Joseph Andrews House // 1831

This stately temple-front Greek Revival style house in Lancaster, Massachusetts, faces southward and when originally built, had sweeping views of fields and the Nashua River which abuts the property. The residence was built in 1831 for Joseph Andrews (1806-1873), a renowned 19th century artist who engraved portraits and landscapes, and was also an elder in the local Swedenborgian Church when it still met at residences. The Andrews House was likely a wedding gift to his wife, Thomazine Minot of Brookline, when they married. Tragically, Thomazine died just years later in 1834 at the age of 22. Joseph Andrews remarried soon after and would later move to Waltham. The house, which is listed on the National Register of Historic Places, features a full-length projecting porch with pediment supported by four, two-story fluted Ionic columns and a flush-board facade.

Swedenborgian Church of Lancaster // 1881

Built in 1881, the Swedenborgian Church of the New Jerusalem in Lancaster, Massachusetts, is a handsome Victorian-era chapel that has been well-preserved for nearly 150 years. The Queen Anne/Shingle style church was designed by architect Francis Ward Chandler of the firm, Cabot & Chandler, for the local Swedenborgians in Lancaster, some of which likely spent summers in Lancaster from Boston. The membership of the church dwindled in the early 20th century, and the congregation sold the church to a local women’s social group, the Current Topics Club in 1923. The women’s club met in the old church and maintained the building for nearly a century until the building sold to private owners in about 2007, who converted it to a residence, preserving the unique architecture we still see today.

Bessie & Murray Potter House // 1909

Murray A. Potter (1871-1915) and his wife, Bessie Lincoln Potter lived in Cambridge, Massachusetts, where Murray worked as a Professor of Romance Languages at Harvard College. The couple spent summers in Lancaster, Massachusetts, where they would purchase a house in 1909 that was built just a decade or so earlier. The couple were said to be big fans of history and decided to make their house resemble the 1782 Pierce-Nichols House in Salem, having the brown shingle Victorian house “modernized” in the current three-story near-symmetrical form.

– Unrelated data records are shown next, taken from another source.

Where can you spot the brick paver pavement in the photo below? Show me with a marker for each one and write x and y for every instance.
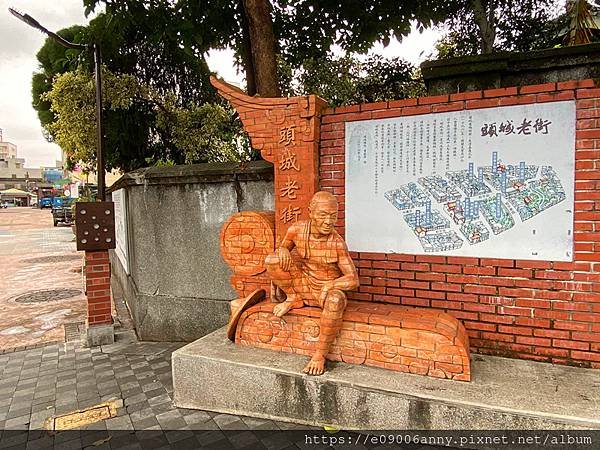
(40, 383)
(37, 258)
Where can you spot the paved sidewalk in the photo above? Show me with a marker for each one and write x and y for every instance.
(59, 378)
(41, 287)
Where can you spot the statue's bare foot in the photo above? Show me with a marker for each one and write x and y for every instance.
(282, 308)
(316, 366)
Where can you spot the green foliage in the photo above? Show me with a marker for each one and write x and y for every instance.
(205, 133)
(582, 26)
(54, 59)
(347, 79)
(304, 29)
(519, 25)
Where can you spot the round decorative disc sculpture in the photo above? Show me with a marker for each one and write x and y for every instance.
(246, 239)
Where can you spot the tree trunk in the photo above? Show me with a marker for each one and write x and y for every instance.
(246, 51)
(486, 22)
(262, 42)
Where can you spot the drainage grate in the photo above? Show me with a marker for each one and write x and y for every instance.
(47, 295)
(82, 417)
(73, 331)
(52, 259)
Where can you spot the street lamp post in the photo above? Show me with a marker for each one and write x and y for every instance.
(98, 76)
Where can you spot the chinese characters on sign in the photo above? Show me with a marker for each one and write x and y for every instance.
(288, 162)
(408, 148)
(525, 127)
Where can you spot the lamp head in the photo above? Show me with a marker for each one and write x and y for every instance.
(27, 19)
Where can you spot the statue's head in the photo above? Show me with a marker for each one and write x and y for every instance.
(323, 212)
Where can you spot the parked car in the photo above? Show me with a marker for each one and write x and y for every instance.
(62, 212)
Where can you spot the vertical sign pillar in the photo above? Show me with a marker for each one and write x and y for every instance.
(286, 131)
(95, 226)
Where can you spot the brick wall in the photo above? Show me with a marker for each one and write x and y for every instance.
(97, 284)
(541, 310)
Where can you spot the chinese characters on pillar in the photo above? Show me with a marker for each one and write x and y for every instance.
(290, 166)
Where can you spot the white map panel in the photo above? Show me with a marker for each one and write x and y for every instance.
(119, 198)
(495, 183)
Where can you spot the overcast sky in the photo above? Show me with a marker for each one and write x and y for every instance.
(19, 44)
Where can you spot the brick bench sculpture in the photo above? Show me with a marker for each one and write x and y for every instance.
(291, 269)
(405, 339)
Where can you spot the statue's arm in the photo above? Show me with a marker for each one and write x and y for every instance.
(349, 279)
(283, 251)
(289, 239)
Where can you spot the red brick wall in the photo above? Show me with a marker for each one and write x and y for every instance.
(541, 310)
(97, 284)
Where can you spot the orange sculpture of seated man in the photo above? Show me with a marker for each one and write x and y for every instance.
(318, 275)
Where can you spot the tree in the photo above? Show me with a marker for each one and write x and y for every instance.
(54, 59)
(347, 79)
(582, 26)
(486, 26)
(301, 29)
(206, 133)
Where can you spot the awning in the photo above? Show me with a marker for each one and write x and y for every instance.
(15, 192)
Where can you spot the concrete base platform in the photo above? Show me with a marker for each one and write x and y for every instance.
(100, 335)
(214, 374)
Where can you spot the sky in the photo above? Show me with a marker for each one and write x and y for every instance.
(19, 44)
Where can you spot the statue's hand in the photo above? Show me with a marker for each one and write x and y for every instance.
(329, 285)
(285, 258)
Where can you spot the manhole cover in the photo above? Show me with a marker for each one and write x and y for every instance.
(73, 331)
(47, 295)
(52, 259)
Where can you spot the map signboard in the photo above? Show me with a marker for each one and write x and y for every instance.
(119, 198)
(494, 182)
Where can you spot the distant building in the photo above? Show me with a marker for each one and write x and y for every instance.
(14, 174)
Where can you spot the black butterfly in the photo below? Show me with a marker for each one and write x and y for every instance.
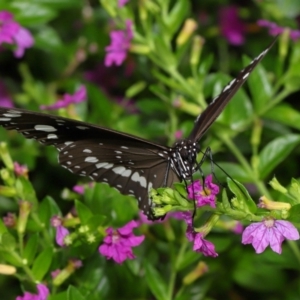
(130, 164)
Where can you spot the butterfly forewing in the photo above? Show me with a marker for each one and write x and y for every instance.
(130, 164)
(214, 109)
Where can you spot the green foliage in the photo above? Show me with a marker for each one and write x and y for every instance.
(177, 62)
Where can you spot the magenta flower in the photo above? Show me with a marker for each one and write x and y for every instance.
(274, 29)
(12, 33)
(231, 26)
(43, 293)
(61, 231)
(5, 99)
(20, 170)
(116, 52)
(206, 196)
(79, 96)
(118, 243)
(121, 3)
(269, 232)
(178, 134)
(238, 228)
(207, 248)
(10, 220)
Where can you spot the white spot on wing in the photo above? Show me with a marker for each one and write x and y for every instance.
(140, 179)
(46, 128)
(12, 115)
(104, 165)
(52, 136)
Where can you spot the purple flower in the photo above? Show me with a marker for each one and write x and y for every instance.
(67, 99)
(274, 29)
(207, 248)
(269, 232)
(206, 196)
(238, 228)
(5, 100)
(121, 3)
(116, 52)
(20, 170)
(118, 243)
(178, 134)
(43, 293)
(10, 220)
(12, 33)
(61, 231)
(231, 26)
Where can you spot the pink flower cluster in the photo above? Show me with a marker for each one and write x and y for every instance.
(13, 33)
(67, 99)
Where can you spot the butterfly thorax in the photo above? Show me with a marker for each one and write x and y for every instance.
(184, 155)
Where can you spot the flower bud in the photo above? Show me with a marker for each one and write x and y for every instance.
(189, 27)
(277, 186)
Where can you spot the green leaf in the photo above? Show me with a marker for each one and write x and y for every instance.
(155, 282)
(234, 170)
(188, 259)
(176, 16)
(31, 248)
(284, 114)
(28, 13)
(275, 152)
(42, 264)
(3, 228)
(8, 241)
(47, 208)
(259, 85)
(164, 53)
(83, 211)
(59, 296)
(74, 294)
(244, 199)
(25, 190)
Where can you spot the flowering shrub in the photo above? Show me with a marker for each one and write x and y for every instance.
(150, 68)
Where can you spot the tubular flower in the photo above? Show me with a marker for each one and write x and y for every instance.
(118, 243)
(275, 29)
(206, 196)
(116, 52)
(79, 96)
(42, 294)
(13, 33)
(269, 232)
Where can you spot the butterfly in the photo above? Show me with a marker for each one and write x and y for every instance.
(128, 163)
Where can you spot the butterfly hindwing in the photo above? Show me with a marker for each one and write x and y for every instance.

Solon Wilder House // 1883

On Main Street in the central village of Lancaster, Massachusetts, the Solon Wilder House stands as one of the town’s finest Victorian-era residences. The house dates to 1883 and was built for Solon Wilder (1828-1889) and his wife, Olive. Mr. Wilder ran a store and served as town treasurer, doing well enough financially to build this handsome, and modern house and rear stable for the time. The Stick style house features a porch with cut woodwork, decorative trusses in gables, and wooden wall cladding interrupted by “stickwork” patterns raised from the wall surface that is meant to symbolize the structural skeleton of the home.

Lancaster Central School // 1904

Located across the Town Common from the iconic Bulfinch Church in Lancaster, Massachusetts, this handsome 1904 Colonial/Classical Revival style school building was designed in response to its neighbors and Colonial context of the town of Lancaster. At a Town Meeting in 1903, a local building committee determined that “Bulfinch Colonial” would be the best style for the architecture for a new high school that would be built in the town center, with Herbert Dudley Hale, selected as the architect for the planned two-story brick building. The Center School had been used continuously as a public school until 2001, when it outlived its utility as school facility in town, which was vacated for years until grant funding and a restoration of the building, now known as the Prescott Building, for Town Offices, including the Lancaster Historical Commission. The facade is dominated by its seven-bay symmetrical façade featuring brick
corner quoins, double-door entrance, and two-story white-painted brick pilasters framing the entrance and “supporting” the pediment that contains the town crest in high-relief.